Aktivistinnen der Plattform 20000frauen haben vergangenen Donnerstag eine feministische Muttertagsaktion veranstaltet. Einen ausführlichen Bericht zur Aktion gibt es auf diestandard.at, auf der Website der 20000frauen findet ihr Fotos und  Muttertagsgedichte und -lieder zum Download, auf Youtube ist ein Video von der Aktion zu sehen.

Verschiedene Organisationen und NGOs, darunter Amnesty International, haben vergangenen Freitag auf die nach wie vor dramatisch hohe Müttersterblichkeit weltweit hingewiesen. Auf der Rahlstiege in Wien legten sich AktivistInnen im Rahmen der Aktion auf „blutige“ Leintücher.
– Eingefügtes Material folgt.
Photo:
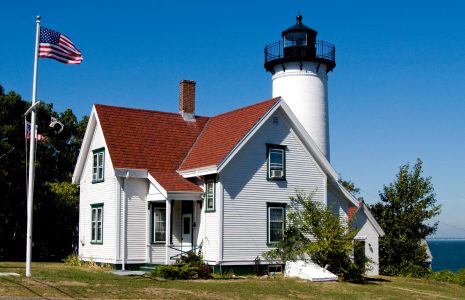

Link  Bericht auf diestandard.at

In der Wochenendausgabe des „Standard“ wurde anlässlich des Muttertages ein Text von Marlene Streeruwitz veröffentlicht. „Wenn Sie mich fragen, dann ist jetzt der richtige Zeitpunkt, die ganze Sache mit den Frauen und der Frage, wie sie leben sollen, ganz neu aufzurollen“, schreibt die Schriftstellerin und Feministin.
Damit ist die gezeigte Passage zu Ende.